Modified: DBIx-Class-Fixtures/1.000/trunk/lib/DBIx/Class/Fixtures.pm
===================================================================
--- DBIx-Class-Fixtures/1.000/trunk/lib/DBIx/Class/Fixtures.pm	2008-02-04 17:08:33 UTC (rev 4021)
+++ DBIx-Class-Fixtures/1.000/trunk/lib/DBIx/Class/Fixtures.pm	2008-02-04 17:36:46 UTC (rev 4022)
@@ -83,6 +83,8 @@
 
 This will fetch artists with primary keys 1 and 3, the producer with primary key 5 and two of producer 5's artists where 'artists' is a has_many DBIx::Class rel from Producer to Artist.
 
+The top level attributes are as follows:
+
 =head2 sets
 
 Sets must be an array of hashes, as in the example given above. Each set defines a set of objects to be included in the fixtures. For details on valid set attributes see L</SET ATTRIBUTES> below.
@@ -139,6 +141,22 @@
 
 rules must be a hash keyed by class name.
 
+L</RULE ATTRIBUTES>
+
+=head2 datetime_relative
+
+Only available for MySQL and PostgreSQL at the moment, must be a value that DateTime::Format::* can parse. For example:
+
+    {
+        sets: [{
+            class: 'RecentItems',
+            ids: ['9']
+        }],
+        datetime_relative : "2007-10-30 00:00:00"
+    }
+
+This will work when dumping from a MySQL database and will cause any datetime fields (where datatype => 'datetime' in the column def of the schema class) to be dumped as a DateTime::Duration object relative to the date specified in the datetime_relative value. For example if the RecentItem object had a date field set to 2007-10-25, then when the fixture is imported the field will be set to 5 days in the past relative to the current time.
+
 =head2 might_have
 
 Specifies whether to automatically dump might_have relationships. Should be a hash with one attribute - fetch. Set fetch to 1 or 0.
@@ -243,6 +261,8 @@
 
 Set fetch to 1 if you want to fetch them, and quantity to either 'all' or an integer.
 
+Be careful here, dumping has_many rels can lead to a lot of data being dumped.
+
 =head2 might_have
 
 As with has_many but for might_have relationships.

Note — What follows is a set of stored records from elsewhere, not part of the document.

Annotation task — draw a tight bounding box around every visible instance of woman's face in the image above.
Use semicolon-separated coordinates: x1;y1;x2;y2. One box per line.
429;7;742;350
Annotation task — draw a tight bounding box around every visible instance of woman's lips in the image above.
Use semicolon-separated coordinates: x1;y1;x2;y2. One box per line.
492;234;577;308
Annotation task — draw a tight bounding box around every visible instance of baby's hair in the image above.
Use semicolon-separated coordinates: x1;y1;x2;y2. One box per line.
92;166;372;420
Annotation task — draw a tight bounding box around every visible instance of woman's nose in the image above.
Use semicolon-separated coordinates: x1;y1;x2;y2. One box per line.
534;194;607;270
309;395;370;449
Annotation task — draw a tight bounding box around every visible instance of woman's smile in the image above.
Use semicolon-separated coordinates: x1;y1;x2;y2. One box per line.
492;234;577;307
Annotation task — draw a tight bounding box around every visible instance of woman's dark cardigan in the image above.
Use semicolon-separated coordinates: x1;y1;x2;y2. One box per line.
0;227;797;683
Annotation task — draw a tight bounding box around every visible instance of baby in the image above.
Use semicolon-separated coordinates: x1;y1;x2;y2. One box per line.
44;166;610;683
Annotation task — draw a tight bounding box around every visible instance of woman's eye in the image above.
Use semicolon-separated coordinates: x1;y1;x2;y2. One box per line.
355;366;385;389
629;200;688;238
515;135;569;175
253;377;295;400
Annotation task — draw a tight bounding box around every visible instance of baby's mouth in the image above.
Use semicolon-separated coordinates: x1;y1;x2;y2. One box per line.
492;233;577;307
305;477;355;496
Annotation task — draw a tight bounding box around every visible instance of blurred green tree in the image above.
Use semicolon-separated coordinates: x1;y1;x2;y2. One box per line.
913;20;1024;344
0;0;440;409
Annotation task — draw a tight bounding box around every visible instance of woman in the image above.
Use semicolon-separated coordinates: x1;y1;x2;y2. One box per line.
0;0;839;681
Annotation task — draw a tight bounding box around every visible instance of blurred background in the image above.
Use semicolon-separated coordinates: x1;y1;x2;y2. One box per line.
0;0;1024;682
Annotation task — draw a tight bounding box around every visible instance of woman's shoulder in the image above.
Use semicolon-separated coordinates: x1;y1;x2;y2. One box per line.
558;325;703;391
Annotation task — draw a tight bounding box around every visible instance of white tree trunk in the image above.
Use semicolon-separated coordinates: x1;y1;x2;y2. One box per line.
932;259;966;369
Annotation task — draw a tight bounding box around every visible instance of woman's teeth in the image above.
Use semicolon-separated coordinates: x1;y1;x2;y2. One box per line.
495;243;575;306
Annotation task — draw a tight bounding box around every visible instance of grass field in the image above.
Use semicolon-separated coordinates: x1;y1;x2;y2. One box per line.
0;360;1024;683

Quantity doesn't do anything in this case.
@@ -283,8 +303,8 @@
 
 =back
 
-Returns a new DBIx::Class::Fixture object. %attrs has only valid key at the
-moment - 'config_dir' which is required and much contain a valid path to
+Returns a new DBIx::Class::Fixture object. %attrs has only two valid keys at the
+moment - 'debug' which determines whether to be verbose and 'config_dir' which is required and much contain a valid path to
 the directory in which your .json configs reside.
 
   my $fixtures = DBIx::Class::Fixtures->new({ config_dir => '/home/me/app/fixture_configs' });
@@ -623,10 +643,10 @@
     connection_details => ['dbi:mysql:dbname=app_dev', 'me', 'password'] # database to clear, deploy and then populate
   });
 
-In this case the database app_dev will be cleared entirely of everything, then the DDL deployed to it, 
+In this case the database app_dev will be cleared of all tables, then the specified DDL deployed to it,
 then finally all fixtures found in /home/me/app/fixtures will be added to it. populate will generate
 its own DBIx::Class schema from the DDL rather than being passed one to use. This is better as
-custom insert methods etc are avoided which tend to get in the way. In some cases you might not
+custom insert methods are avoided which can to get in the way. In some cases you might not
 have a DDL, and so this method will eventually allow a $schema object to be passed instead.
 
 directory, dll and connection_details are all required attributes.